I’m not really that strong

I guess it's painfully obvious that I am not always strong when I post at 4:00 AM. I've been due for a good cry for quite a while now. I've learned to stuff it in really well but eventually it will find it's way out.

The girls and I have had a wonderful summer and I knew I would feel a little empty when I came home from Hawaii. It's hard to be sad when you're in paradise, but I like living near my family so I knew I would have to go back home. To the life that I never asked for…

Don't get me wrong, I know that there are wonderful things about my life. I am surrounded by people who love me and I have awesome kids. But I don't have my soul mate. And I don't know if you ever get used to that.

I couldn't sleep tonight so I started watching Steam Donkey videos and that brought on the waterworks! It felt good to sob silently. Since Patrick died I've had more nights with a roommate than without. Sierra spent the first few weeks to a month with me and then Denise was with me off and on. Camille moved into my room in December while she was cleaning her room and that took eight months! They are all welcome any time but I think it is good to have some nights alone too. I need to allow myself to not be strong occasionally. I loved Patrick so much so I'm not sure why I think I could ever hold those feelings in.

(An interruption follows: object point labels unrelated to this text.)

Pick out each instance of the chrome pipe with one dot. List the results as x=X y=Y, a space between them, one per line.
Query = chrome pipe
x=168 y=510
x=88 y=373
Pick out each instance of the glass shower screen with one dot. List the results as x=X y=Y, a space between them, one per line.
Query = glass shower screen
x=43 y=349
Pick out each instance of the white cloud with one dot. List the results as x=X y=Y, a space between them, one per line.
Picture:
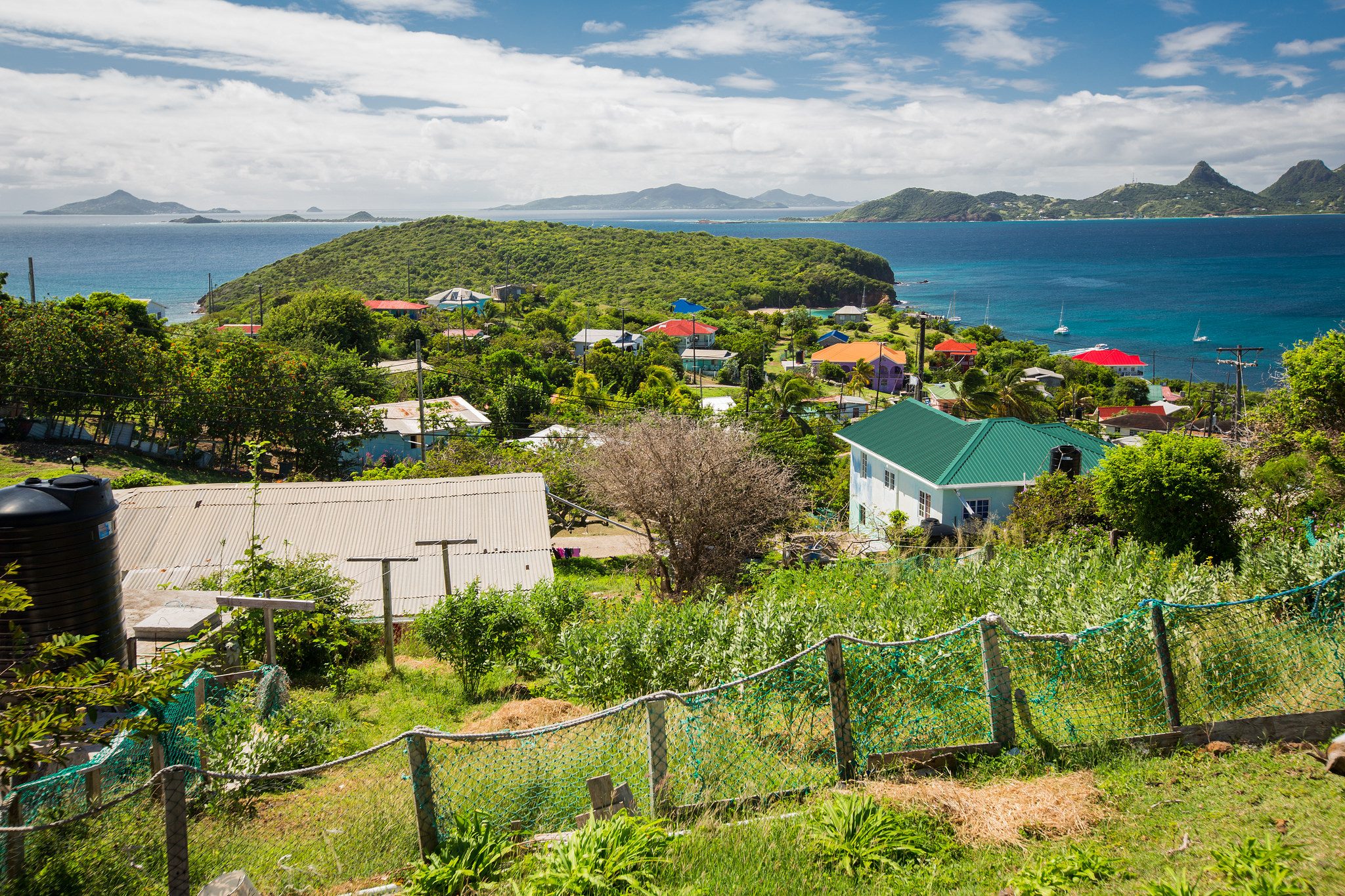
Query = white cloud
x=1309 y=47
x=447 y=9
x=500 y=125
x=988 y=32
x=747 y=79
x=738 y=27
x=1189 y=51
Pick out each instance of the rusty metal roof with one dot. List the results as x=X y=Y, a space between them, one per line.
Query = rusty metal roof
x=178 y=534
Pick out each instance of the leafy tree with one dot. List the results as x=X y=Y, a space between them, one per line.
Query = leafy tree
x=45 y=699
x=475 y=630
x=1056 y=504
x=705 y=498
x=1174 y=490
x=324 y=316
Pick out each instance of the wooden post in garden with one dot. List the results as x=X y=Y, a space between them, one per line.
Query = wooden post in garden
x=387 y=601
x=655 y=714
x=14 y=840
x=998 y=683
x=423 y=790
x=839 y=710
x=1165 y=667
x=175 y=830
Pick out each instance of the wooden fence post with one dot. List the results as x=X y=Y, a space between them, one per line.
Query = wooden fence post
x=175 y=830
x=839 y=710
x=1165 y=667
x=14 y=842
x=998 y=683
x=423 y=790
x=655 y=711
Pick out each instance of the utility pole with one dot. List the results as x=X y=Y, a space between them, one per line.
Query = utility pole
x=443 y=551
x=921 y=317
x=387 y=601
x=420 y=396
x=1238 y=364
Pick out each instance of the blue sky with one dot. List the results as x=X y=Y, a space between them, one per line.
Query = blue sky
x=452 y=104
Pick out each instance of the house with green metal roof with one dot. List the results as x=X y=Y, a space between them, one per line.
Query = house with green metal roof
x=931 y=465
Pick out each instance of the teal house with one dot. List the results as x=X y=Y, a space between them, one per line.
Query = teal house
x=933 y=465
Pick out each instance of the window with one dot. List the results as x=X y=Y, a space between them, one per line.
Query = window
x=978 y=508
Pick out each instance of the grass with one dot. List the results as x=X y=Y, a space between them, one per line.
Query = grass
x=47 y=459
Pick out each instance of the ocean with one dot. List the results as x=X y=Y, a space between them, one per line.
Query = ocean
x=1138 y=285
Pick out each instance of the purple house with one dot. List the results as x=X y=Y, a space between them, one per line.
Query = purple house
x=889 y=371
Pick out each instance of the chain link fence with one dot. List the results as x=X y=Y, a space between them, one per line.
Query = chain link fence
x=841 y=708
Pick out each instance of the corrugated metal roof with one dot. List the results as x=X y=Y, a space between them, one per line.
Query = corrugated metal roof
x=178 y=534
x=944 y=450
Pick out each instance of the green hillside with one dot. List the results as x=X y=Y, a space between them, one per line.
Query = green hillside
x=915 y=203
x=603 y=264
x=1310 y=187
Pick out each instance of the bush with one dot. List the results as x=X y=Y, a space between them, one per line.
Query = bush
x=240 y=742
x=856 y=836
x=474 y=630
x=603 y=857
x=141 y=479
x=1174 y=490
x=471 y=853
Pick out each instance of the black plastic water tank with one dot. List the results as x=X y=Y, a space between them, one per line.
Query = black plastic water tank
x=62 y=535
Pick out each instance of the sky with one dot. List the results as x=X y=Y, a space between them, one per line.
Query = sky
x=459 y=104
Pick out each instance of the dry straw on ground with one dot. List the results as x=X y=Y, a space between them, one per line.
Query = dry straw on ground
x=1005 y=812
x=521 y=715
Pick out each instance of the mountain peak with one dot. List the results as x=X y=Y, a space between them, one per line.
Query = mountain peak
x=1206 y=177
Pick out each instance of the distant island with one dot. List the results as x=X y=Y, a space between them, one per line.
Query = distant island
x=123 y=203
x=1309 y=187
x=358 y=218
x=671 y=196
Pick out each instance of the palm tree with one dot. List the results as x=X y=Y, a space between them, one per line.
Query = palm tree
x=787 y=396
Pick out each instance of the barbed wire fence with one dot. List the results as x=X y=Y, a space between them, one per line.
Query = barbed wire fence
x=843 y=708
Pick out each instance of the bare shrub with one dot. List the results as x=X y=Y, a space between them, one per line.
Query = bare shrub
x=705 y=498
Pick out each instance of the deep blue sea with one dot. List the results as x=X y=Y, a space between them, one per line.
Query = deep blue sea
x=1137 y=285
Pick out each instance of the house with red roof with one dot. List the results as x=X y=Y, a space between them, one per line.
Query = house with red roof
x=686 y=332
x=396 y=307
x=962 y=354
x=1122 y=363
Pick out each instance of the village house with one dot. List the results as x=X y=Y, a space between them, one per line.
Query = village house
x=396 y=307
x=933 y=467
x=841 y=409
x=588 y=337
x=961 y=354
x=888 y=371
x=705 y=360
x=1121 y=363
x=831 y=337
x=686 y=332
x=401 y=422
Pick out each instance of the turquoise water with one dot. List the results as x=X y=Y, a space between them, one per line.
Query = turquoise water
x=1137 y=285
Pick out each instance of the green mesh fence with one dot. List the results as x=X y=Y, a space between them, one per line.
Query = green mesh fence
x=766 y=736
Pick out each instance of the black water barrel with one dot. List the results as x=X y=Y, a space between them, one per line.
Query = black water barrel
x=62 y=535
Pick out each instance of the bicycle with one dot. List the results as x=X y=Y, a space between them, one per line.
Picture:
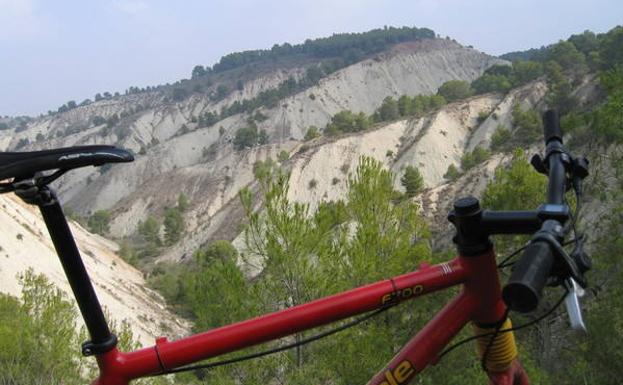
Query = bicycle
x=481 y=301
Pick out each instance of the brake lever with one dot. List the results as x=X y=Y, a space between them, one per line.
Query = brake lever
x=572 y=302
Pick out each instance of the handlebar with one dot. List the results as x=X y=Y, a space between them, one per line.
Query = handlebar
x=523 y=291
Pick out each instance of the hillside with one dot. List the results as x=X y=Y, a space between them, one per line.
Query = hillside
x=25 y=244
x=176 y=154
x=449 y=112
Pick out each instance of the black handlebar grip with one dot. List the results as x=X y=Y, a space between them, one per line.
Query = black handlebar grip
x=523 y=290
x=551 y=126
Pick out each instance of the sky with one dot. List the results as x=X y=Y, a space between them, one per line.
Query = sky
x=55 y=51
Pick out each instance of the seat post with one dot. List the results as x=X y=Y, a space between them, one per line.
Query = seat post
x=102 y=340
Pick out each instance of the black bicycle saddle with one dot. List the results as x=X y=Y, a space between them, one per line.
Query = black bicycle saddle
x=23 y=165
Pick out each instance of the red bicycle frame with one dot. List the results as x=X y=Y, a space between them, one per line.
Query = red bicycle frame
x=479 y=301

I started with the Blackbird video because I will always think of that as a love letter from Patrick. There's a permanent link in my blog but here it is again. Blackbird

After a few individual videos I started watching videos of the band. I got to watch Patrick improve his banjo skills over 25 years. Admittedly I did not always enjoy listening! In fact I loved that our house had a sunroom with a door that could be closed to mute the sound but it still felt like he was close. Over the years his banjo playing got better and so did his voice. At the end I genuinely enjoyed watching him play. My second favorite video is a cover of Peace, Love and Understanding. I like this one because he talks at the beginning and he was a funny guy! But I also love the way he played it. For years he had one basic sound that seemed to work for most songs. But this song was different because he actually picked out the notes individually and I know it was hard for him to learn how to do this. I think meeting and playing with Abdul took him to this level and I will be forever grateful that he got to experience this! I know he had a blast being in the band and playing the banjo brought him great joy.

Peace, Love, and Understanding

The audio portion was used in the video at his memorial service and it was great. In fact the Blackbird video was in the video too. Memorial video

I share all of this because it helps me to get the feelings out. Losing him was hard but going forward without him is even harder. The only way I know how to do that is to just bury it all deep inside of me most of the time. I also realize that's not healthy so I do try to give myself a break once in a while and that's what tonight is. Maybe I will sleep now? Hopefully I will wake up refreshed and a little less sad. It has gotten easier with time. Please don't worry, I will get through this!